The Cosmic Infrared Background Experiment-2: An Intensity Mapping Optimized Sounding-rocket Payload to Understand the Near-IR Extragalactic Background Light
Michael Zemcov, James J. Bock, Asantha Cooray, Shuji Matsuura, Dae-Hee Lee, Candice Fazar, Richard M. Feder, Grigory Heaton, Ryo Hashimoto, Phillip Korngut, Toshio Matsumoto, Chi H. Nguyen, Kazuma Noda, Won-Kee Park, Kei Sano, Kohji Takimoto, Toshiaki Arai, Seung-Cheol Bang, Priyadarshini Bangale, Masaki Furutani, Viktor Hristov, Yuya Kawano, Arisa Kida, Tomoya Kojima, Alicia Lanz, Chika Matsumi, Dale Mercado, Shunsuke Nakagawa, Tomoya Nakagawa, Shuta Nakahata, Ryo Ohta, Dorin Patru, Mai Shirahata, Hiroko Suzuki, Aoi Takahashi, Momoko Tamai, Serena Tramm, Kohji Tsumura, Yasuhiro Yamada, Shiang-Yu Wang
Abstract
The background light produced by emission from all sources over cosmic history is a powerful diagnostic of structure formation and evolution.
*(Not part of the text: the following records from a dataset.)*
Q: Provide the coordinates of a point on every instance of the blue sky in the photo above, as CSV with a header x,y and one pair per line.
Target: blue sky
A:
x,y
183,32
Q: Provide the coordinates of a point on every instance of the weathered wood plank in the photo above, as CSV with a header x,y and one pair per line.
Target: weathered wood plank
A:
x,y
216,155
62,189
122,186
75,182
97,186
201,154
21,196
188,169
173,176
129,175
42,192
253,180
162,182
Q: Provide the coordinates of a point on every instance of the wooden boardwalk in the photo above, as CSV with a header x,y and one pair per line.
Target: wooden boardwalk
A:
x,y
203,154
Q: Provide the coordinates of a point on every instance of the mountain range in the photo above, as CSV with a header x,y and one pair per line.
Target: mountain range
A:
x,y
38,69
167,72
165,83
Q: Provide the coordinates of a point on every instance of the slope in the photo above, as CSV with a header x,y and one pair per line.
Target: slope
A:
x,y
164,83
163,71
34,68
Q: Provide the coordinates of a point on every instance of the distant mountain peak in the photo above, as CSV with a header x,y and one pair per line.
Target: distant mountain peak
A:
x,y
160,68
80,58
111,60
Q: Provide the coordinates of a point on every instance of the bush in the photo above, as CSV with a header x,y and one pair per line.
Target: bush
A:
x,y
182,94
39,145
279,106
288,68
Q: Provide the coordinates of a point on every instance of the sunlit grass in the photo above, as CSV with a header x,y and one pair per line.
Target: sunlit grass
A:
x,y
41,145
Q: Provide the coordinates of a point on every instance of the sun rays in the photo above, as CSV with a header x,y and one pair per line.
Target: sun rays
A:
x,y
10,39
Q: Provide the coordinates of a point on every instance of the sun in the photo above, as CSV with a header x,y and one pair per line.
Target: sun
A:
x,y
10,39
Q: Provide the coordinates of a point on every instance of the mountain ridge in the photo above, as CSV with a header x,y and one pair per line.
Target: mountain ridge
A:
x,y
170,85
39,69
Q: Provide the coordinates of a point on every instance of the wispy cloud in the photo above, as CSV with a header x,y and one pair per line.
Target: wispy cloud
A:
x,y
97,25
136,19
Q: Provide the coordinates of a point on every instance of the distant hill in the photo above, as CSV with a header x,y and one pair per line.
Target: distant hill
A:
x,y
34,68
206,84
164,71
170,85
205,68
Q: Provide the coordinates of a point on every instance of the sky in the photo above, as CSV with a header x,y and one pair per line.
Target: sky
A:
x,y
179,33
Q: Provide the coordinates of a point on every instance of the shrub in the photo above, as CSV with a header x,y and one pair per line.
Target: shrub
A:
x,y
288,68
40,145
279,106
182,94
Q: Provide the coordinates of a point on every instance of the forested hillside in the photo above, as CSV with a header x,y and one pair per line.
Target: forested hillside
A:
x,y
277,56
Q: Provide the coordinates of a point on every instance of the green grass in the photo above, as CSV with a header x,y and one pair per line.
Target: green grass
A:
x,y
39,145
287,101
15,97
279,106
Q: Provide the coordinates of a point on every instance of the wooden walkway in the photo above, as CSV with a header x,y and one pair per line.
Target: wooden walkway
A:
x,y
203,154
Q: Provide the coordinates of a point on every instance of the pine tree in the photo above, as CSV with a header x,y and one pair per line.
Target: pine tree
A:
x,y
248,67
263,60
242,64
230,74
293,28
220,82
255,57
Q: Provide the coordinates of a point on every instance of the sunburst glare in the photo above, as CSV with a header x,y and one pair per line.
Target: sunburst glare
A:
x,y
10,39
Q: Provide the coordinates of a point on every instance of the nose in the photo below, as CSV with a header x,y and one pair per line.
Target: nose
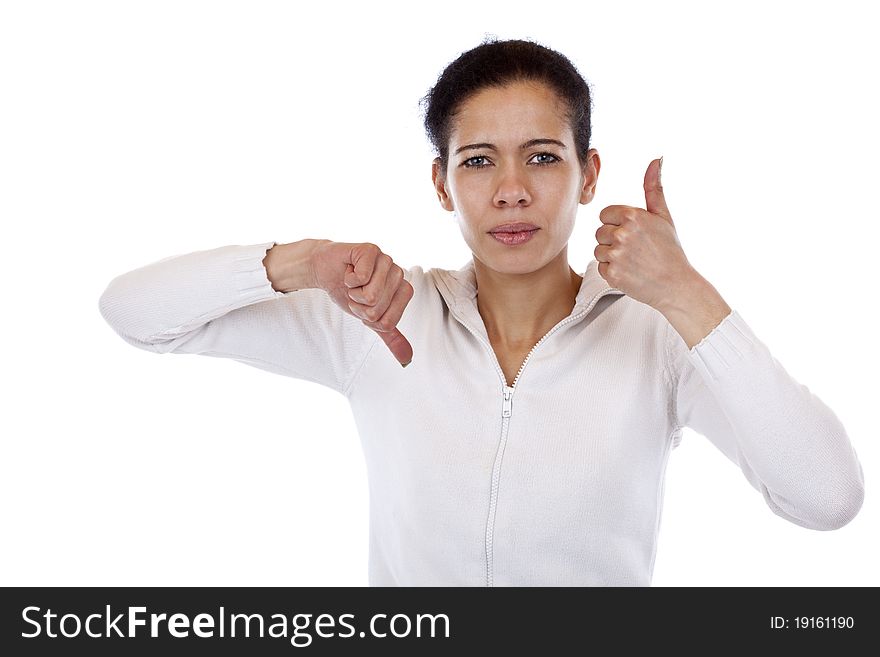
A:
x,y
511,189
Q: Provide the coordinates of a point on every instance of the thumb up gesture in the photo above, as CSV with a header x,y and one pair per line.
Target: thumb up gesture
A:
x,y
639,252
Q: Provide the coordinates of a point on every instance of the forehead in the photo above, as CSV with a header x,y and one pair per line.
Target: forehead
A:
x,y
515,111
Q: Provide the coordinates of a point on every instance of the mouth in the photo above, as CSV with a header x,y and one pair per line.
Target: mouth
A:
x,y
514,238
518,227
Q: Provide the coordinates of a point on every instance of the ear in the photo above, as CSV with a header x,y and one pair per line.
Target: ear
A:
x,y
590,175
438,177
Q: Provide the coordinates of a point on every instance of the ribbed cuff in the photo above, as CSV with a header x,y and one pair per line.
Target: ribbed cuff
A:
x,y
250,276
725,346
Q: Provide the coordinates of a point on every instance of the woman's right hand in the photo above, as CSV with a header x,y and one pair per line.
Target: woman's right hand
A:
x,y
366,283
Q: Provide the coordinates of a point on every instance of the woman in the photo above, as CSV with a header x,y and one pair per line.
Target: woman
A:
x,y
528,441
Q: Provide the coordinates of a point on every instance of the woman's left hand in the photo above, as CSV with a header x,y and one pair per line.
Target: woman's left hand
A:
x,y
639,252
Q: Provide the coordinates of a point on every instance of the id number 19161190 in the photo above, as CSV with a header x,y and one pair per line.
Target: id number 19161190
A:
x,y
812,622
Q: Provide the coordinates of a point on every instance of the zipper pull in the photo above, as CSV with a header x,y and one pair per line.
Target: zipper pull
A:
x,y
507,408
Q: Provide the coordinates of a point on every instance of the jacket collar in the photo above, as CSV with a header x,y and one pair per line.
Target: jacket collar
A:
x,y
459,289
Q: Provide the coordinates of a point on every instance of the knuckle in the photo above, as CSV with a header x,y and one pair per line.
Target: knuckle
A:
x,y
385,324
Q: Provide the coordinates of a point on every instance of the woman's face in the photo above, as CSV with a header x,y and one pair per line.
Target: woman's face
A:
x,y
500,173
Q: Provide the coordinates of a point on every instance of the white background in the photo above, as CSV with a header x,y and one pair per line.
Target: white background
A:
x,y
132,131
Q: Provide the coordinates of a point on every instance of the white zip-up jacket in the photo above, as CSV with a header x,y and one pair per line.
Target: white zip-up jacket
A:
x,y
556,480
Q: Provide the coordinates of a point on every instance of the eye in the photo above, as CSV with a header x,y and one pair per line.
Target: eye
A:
x,y
553,159
469,163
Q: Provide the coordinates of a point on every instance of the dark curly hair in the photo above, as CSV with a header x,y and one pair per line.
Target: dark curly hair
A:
x,y
496,63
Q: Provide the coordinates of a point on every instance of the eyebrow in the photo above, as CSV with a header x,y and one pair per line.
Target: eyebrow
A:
x,y
528,144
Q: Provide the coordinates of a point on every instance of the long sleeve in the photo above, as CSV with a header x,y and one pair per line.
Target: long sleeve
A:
x,y
220,302
790,446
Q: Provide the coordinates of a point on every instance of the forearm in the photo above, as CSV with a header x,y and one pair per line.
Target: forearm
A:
x,y
288,266
696,309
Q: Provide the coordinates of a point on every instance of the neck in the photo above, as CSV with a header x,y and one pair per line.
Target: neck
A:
x,y
519,309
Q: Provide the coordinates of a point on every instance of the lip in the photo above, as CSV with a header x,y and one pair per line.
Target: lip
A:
x,y
517,227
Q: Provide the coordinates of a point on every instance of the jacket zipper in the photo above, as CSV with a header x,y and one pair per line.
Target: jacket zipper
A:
x,y
506,413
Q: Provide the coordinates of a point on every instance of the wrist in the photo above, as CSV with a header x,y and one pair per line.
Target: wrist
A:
x,y
289,266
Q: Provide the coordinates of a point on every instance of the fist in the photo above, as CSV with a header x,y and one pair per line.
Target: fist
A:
x,y
366,283
638,250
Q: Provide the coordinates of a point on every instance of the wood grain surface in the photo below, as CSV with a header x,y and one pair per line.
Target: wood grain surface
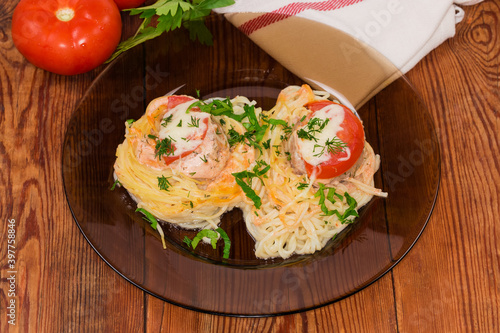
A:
x,y
448,282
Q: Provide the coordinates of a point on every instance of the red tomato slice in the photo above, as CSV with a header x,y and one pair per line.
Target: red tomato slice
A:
x,y
66,36
172,102
352,134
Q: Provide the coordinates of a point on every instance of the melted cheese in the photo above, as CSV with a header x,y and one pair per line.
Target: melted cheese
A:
x,y
181,130
310,150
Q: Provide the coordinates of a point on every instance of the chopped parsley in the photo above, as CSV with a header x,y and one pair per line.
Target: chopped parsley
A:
x,y
313,126
213,235
333,146
163,183
167,120
249,175
195,122
163,147
254,130
330,196
170,15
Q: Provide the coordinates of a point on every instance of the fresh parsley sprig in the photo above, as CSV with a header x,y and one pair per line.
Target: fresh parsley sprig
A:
x,y
330,195
249,175
171,15
333,146
154,224
313,126
164,183
213,235
163,147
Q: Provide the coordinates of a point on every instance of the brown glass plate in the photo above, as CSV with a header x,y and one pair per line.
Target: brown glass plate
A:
x,y
396,123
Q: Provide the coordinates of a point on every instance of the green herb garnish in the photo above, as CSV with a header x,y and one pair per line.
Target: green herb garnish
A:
x,y
333,146
170,15
166,120
313,126
213,235
195,122
163,147
330,196
249,175
163,183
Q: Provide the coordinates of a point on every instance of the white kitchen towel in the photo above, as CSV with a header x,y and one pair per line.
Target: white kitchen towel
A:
x,y
324,40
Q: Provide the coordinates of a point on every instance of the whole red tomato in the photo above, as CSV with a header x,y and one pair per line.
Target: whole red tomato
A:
x,y
126,4
66,36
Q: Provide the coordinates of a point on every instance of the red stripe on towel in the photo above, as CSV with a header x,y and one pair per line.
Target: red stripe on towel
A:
x,y
292,9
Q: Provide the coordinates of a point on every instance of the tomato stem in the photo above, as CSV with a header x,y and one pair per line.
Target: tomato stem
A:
x,y
65,14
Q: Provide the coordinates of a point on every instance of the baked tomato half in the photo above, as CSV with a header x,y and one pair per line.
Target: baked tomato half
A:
x,y
179,132
66,36
127,4
331,140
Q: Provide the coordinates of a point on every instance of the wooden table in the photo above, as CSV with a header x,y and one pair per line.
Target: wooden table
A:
x,y
449,282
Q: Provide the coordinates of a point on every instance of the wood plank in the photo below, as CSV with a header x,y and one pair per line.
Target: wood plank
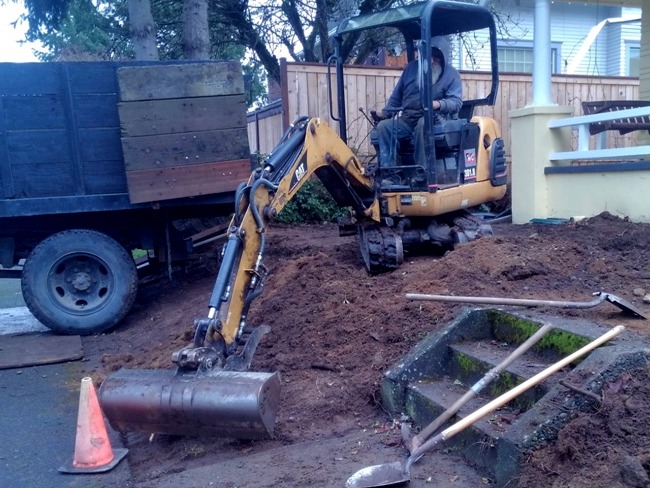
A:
x,y
154,117
180,81
187,181
33,349
165,151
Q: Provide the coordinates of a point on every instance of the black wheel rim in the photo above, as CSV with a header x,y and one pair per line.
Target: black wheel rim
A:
x,y
80,283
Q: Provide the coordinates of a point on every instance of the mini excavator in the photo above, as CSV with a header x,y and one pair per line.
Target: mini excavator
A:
x,y
212,391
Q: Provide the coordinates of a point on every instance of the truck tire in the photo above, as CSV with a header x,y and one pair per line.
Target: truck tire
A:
x,y
79,282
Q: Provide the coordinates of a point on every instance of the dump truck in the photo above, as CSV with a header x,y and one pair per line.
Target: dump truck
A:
x,y
211,390
105,162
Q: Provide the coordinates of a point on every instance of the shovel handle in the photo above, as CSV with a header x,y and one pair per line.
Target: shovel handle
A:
x,y
498,402
522,302
479,385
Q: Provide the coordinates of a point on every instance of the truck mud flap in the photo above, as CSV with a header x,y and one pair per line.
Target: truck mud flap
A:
x,y
240,405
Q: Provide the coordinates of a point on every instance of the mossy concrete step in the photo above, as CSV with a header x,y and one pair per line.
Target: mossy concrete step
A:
x,y
430,359
502,453
477,445
470,361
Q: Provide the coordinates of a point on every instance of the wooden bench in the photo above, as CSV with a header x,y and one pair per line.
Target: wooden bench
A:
x,y
624,125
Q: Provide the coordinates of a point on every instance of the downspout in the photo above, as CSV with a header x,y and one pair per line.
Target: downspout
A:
x,y
542,55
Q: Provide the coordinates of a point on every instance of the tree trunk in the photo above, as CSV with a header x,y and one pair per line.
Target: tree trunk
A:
x,y
143,30
196,33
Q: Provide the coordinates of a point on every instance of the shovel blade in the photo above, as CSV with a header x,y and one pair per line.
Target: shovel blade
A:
x,y
390,474
624,305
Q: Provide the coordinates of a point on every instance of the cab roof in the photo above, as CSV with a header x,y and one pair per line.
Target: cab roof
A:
x,y
445,17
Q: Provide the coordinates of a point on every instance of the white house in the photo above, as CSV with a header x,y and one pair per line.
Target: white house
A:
x,y
586,39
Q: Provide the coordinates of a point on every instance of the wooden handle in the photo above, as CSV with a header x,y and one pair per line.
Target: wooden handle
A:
x,y
480,384
461,425
522,302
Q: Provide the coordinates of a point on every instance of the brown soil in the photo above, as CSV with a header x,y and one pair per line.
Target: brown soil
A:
x,y
336,329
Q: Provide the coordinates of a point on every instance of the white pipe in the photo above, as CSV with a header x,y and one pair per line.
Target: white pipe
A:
x,y
591,38
542,55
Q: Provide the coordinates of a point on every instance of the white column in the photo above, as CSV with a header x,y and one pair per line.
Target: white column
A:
x,y
542,55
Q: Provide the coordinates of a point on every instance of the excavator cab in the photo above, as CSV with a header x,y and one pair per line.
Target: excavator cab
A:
x,y
448,156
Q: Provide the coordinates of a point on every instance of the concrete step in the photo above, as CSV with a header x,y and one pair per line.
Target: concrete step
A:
x,y
441,368
476,444
470,361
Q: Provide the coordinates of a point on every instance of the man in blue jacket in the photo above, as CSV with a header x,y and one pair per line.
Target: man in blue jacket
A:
x,y
404,109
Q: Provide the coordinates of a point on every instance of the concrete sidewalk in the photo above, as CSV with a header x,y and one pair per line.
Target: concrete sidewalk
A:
x,y
38,421
38,414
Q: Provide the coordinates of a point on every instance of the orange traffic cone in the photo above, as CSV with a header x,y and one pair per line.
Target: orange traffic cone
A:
x,y
92,451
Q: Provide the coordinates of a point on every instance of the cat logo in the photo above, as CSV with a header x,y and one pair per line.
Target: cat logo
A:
x,y
299,173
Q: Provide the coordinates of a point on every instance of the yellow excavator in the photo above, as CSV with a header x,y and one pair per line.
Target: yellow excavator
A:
x,y
212,390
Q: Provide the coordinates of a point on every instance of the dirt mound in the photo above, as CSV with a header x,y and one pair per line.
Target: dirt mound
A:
x,y
336,329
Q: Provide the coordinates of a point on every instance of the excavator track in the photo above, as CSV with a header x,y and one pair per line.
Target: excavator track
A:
x,y
381,248
468,227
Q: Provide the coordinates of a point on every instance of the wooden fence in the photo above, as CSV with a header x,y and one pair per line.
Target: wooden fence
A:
x,y
305,92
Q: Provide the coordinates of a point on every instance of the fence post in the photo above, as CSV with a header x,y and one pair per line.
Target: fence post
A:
x,y
531,142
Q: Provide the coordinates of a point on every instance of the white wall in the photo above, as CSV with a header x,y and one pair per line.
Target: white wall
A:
x,y
570,24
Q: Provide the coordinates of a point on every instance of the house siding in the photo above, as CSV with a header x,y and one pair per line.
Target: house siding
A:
x,y
570,24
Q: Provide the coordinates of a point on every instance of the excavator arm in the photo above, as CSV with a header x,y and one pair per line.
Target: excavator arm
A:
x,y
212,391
308,148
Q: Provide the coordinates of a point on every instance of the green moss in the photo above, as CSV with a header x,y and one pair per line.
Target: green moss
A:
x,y
517,330
468,364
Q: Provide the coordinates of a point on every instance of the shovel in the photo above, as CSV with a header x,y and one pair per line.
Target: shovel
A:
x,y
490,376
624,305
395,473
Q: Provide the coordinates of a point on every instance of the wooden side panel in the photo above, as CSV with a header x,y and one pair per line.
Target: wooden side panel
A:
x,y
156,117
184,149
178,181
184,130
180,81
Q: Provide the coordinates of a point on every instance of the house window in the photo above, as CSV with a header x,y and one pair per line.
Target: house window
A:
x,y
518,57
633,53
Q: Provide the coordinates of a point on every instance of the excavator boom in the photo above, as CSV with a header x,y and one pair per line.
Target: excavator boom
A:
x,y
419,202
212,391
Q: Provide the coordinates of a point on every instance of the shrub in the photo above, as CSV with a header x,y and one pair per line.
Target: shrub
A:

At near-infrared wavelengths, this extragalactic background light (EBL) is comprised of emission from galaxies stretching all the way back to the first-light objects present during the Epoch of Reionization. The Cosmic Infrared Background Experiment 2 (CIBER-2) is a sounding-rocket experiment designed to measure both the absolute photometric brightness of the EBL over 0.5 - 2.0 microns and perform an intensity mapping measurement of EBL spatial fluctuations in six broad bands over the same wavelength range. CIBER-2 comprises a 28.5 cm, 80K telescope that images several square degrees to three separate cameras. Each camera is equipped with an HAWAII-2RG detector covered by an assembly that combines two broadband filters and a linear-variable filter, which perform the intensity mapping and absolute photometric measurements, respectively. CIBER-2 has flown three times: an engineering flight in 2021; a terminated launch in 2023; and a successful science flight in 2024. In this paper, we review the science case for the experiment; describe the factors motivating the instrument design; review the optical, mechanical, and electronic implementation of the instrument; present preflight laboratory characterization measurements; and finally assess the instrument's performance in flight.